Detect if source is CSS/HTML/JavaScript

Detect if source is CSS/HTML/JavaScript - javascript

I want to use js beautify on some source but there isn't a way to detect what type of source it is. Is there any way, crude or not, to detect if the source is css, html, javascript or none?
Looking at their site they have this that looks like it'll figure out if it's html:
function looks_like_html(source) {
// <foo> - looks like html
// <!--\nalert('foo!');\n--> - doesn't look like html
var trimmed = source.replace(/^[ \t\n\r]+/, '');
var comment_mark = '<' + '!-' + '-';
return (trimmed && (trimmed.substring(0, 1) === '<' && trimmed.substring(0, 4) !== comment_mark));
}
just need to see if it's css, javascript or neither. This is running in node.js
So this code would need to tell me it's JavaScript:
var foo = {
bar : 'baz'
};
where as this code needs to tell me it's CSS:
.foo {
background : red;
}
So a function to test this would return the type:
function getSourceType(source) {
if (isJs) {
return 'js';
}
if (isHtml) {
return 'html';
}
if (isCss) {
return 'css';
}
}
There will be cases where other languages are used like Java where I need to ignore but for css/html/js I can use the beautifier on.

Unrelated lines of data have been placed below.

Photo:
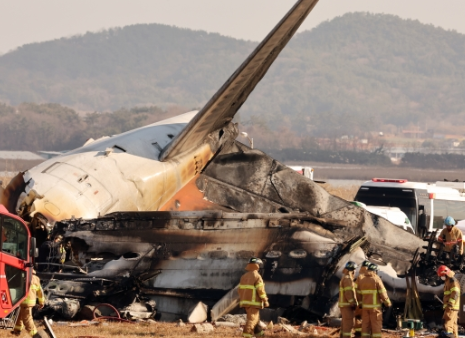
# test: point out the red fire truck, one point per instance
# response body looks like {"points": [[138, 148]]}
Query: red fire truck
{"points": [[18, 248]]}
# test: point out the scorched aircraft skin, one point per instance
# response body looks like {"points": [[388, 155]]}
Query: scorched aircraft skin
{"points": [[176, 208]]}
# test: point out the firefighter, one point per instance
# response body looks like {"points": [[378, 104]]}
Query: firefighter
{"points": [[371, 293], [25, 313], [347, 299], [358, 310], [252, 297], [451, 301], [451, 236]]}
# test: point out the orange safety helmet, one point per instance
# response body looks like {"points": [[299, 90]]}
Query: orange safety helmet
{"points": [[443, 270]]}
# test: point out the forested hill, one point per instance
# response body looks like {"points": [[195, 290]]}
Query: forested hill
{"points": [[356, 72]]}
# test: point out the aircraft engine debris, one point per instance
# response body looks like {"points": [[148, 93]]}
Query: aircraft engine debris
{"points": [[171, 212]]}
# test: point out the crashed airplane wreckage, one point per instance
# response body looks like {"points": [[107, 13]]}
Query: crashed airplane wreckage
{"points": [[171, 212]]}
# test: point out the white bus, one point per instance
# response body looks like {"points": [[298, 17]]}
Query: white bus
{"points": [[425, 204]]}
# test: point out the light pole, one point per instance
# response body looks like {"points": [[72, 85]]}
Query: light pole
{"points": [[248, 138]]}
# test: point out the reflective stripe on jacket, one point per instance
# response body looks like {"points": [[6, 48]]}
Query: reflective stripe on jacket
{"points": [[371, 292], [252, 289], [347, 295], [452, 293], [35, 293]]}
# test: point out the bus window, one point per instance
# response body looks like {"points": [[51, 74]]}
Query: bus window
{"points": [[456, 209], [14, 238], [16, 282]]}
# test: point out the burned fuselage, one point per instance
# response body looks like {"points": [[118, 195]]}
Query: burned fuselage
{"points": [[201, 254], [176, 208]]}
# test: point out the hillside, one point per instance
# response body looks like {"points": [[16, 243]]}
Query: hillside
{"points": [[358, 72]]}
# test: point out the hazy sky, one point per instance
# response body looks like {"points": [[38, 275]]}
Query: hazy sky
{"points": [[26, 21]]}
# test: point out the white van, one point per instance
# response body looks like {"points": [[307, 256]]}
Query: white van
{"points": [[392, 214]]}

Short answer: Almost impossible.
- Thanks to Katana's input
The reason: A valid HTML can contain JS and CSS (and it usually does). JS can contain both css and html (i.e.: var myContent = '< div >< style >CSS-Rules< script >JS Commands';). And even CSS can contain both in comments.
So writing a parser for this close to impossible. You just cannot separate them easily.
The languages have rules upon how to write them, what you want to do is reverse architect something and check whether those rules apply. That's probably not worth the effort.
Approach 1
If the requirement is worth the effort, you could try to run different parsers on the source and see if they throw errors. I.e. Java is likely to not be a valid HTML/JS/CSS but a valid Java-Code (if written properly).
Approach 2
- Thanks to Bram's input
However if you know the source very well and have the assumption that these things don't occur in your code, you could try the following with Regular Expressions.
Example
<code><div>This div is HTML var i=32;</div></code>
<code>#thisiscss { margin: 0; padding: 0; }</code>
<code>.thisismorecss { border: 1px solid; background-color: #0044FF;}</code>
<code>function jsfunc(){ { var i = 1; i+=1;<br>}</code>
Parsing
$("code").each(function() {
code = $(this).text();
if (code.match(/<(br|basefont|hr|input|source|frame|param|area|meta|!--|col|link|option|base|img|wbr|!DOCTYPE).*?>|<(a|abbr|acronym|address|applet|article|aside|audio|b|bdi|bdo|big|blockquote|body|button|canvas|caption|center|cite|code|colgroup|command|datalist|dd|del|details|dfn|dialog|dir|div|dl|dt|em|embed|fieldset|figcaption|figure|font|footer|form|frameset|head|header|hgroup|h1|h2|h3|h4|h5|h6|html|i|iframe|ins|kbd|keygen|label|legend|li|map|mark|menu|meter|nav|noframes|noscript|object|ol|optgroup|output|p|pre|progress|q|rp|rt|ruby|s|samp|script|section|select|small|span|strike|strong|style|sub|summary|sup|table|tbody|td|textarea|tfoot|th|thead|time|title|tr|track|tt|u|ul|var|video).*?<\/\2/)) {
$(this).after("<span>This is HTML</span>");
}
else if (code.match(/(([ trn]*)([a-zA-Z-]*)([.#]{1,1})([a-zA-Z-]*)([ trn]*)+)([{]{1,1})((([ trn]*)([a-zA-Z-]*)([:]{1,1})((([ trn]*)([a-zA-Z-0-9#]*))+)[;]{1})*)([ trn]*)([}]{1,1})([ trn]*)/)) {
$(this).after("<span>This is CSS</span>");
}
else {
$(this).after("<span>This is JS</span>");
}
});
What does it do: Parse the text.
HTML
If it contains characters like '<' followed by br (or any of the other tags above) and then '>' then it's html. (Include a check as well since you could compare numbers in js as well).
CSS
If it is made out of the pattern name(optional) followed by . or # followed by id or class followed by { you should get it from here... In the pattern above I also included possible spaces and tabs.
JS
Else it is JS.
You could also do Regex like: If it contains '= {' or 'function...' or ' then JS. Also check further for Regular Expressions to check more clearly and/or provide white- and blacklists (like 'var' but no < or > around it, 'function(asdsd,asdsad){assads}' ..)
Bram's Start with what I continued was:
$("code").each(function() {
code = $(this).text();
if (code.match(/^<[^>]+>/)) {
$(this).after("<span>This is HTML</span>");
}
else if (code.match(/^(#|\.)?[^{]+{/)) {
$(this).after("<span>This is CSS</span>");
}
});
For more Information:
http://regexone.com is a good reference.
Also check http://www.sitepoint.com/jquery-basic-regex-selector-examples/ for inspiration.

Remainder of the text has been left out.